Investment Derivatives to Protect Home Appreciation
If you're new here, you may want to subscribe to my RSS feed. Thanks for visiting!
There are new investment tools to protect the valuation of your home in the event that there is a break in the housing bubble. Merrill Lynch and other bankers are offering a new product called “hedgelets” that let investors bet on the rise and fall of ones house. These investments are complicated, however, for a savvy investor, they can provide some stability in a volitile real estate market for those who have a great deal of equity in their home.
From the Wall Street Journal:
Once, a home was a castle. Now it is looking more like Fort Knox — a pile of money in need of protection.
Amid warnings from economists that real-estate values in some parts of the country may drop eventually, there is a nascent movement to offer new investment products designed partly to hedge against falling property prices.
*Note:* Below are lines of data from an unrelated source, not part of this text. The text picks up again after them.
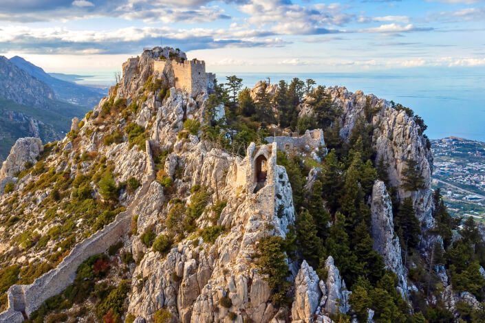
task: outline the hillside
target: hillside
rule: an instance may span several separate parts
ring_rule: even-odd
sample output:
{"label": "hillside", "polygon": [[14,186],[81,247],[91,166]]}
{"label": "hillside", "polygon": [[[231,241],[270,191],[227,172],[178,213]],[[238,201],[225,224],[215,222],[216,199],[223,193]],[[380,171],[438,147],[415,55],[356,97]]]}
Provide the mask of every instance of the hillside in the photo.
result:
{"label": "hillside", "polygon": [[57,98],[62,101],[91,109],[106,95],[103,89],[84,87],[52,77],[21,57],[14,56],[10,60],[19,69],[47,84],[54,90]]}
{"label": "hillside", "polygon": [[481,322],[485,228],[431,190],[412,110],[170,47],[122,70],[0,169],[0,323]]}
{"label": "hillside", "polygon": [[485,143],[450,137],[431,140],[433,186],[443,192],[450,213],[485,221]]}
{"label": "hillside", "polygon": [[[29,71],[42,76],[43,71],[34,65],[31,67]],[[58,140],[69,131],[74,117],[80,117],[89,110],[58,100],[57,93],[35,76],[0,57],[0,162],[17,139],[36,137],[43,142]],[[102,96],[97,94],[91,100]]]}

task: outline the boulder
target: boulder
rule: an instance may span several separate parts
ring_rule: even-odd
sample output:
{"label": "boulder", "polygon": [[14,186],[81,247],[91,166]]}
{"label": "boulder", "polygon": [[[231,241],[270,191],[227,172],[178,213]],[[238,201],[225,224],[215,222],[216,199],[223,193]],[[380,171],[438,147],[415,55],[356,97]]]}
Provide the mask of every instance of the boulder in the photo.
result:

The goal: Offer limited protection against the risk of riding real-estate prices back down again after the record run-up in recent years.
In recent months, Merrill Lynch & Co. and other investment banks have started offering investment products that will rise in value if a basket of housing-related stocks declines. Already, nearly $400 million of these investments have been sold, according to Daniel Carrigan, vice president for new-product development at the Philadelphia Stock Exchange.
The Chicago Mercantile Exchange also is preparing to announce plans to introduce in the second quarter of next year futures contracts based on home prices in each of 10 cities. It will also offer a composite contract covering all 10 cities. That plan follows the introduction last May by HedgeStreet Inc., based in San Mateo, Calif., of financial contracts called Hedgelets that let investors bet on a rise or a fall in home prices in six individual cities.
Strategies like these are far from foolproof, however. Derivative products like these can be complicated and risky, and none of them offers a perfect hedge against the risk that the value of any individual home will fall. But they do provide a new strategy for people worried about an eventual slump in housing.
For people who shy away from the complexities of derivatives, there are an array of other options for shielding home equity. These strategies range from the straightforward — for example, locking in a fixed-rate mortgage while rates are still low — to riskier approaches, including perhaps becoming a renter for a while.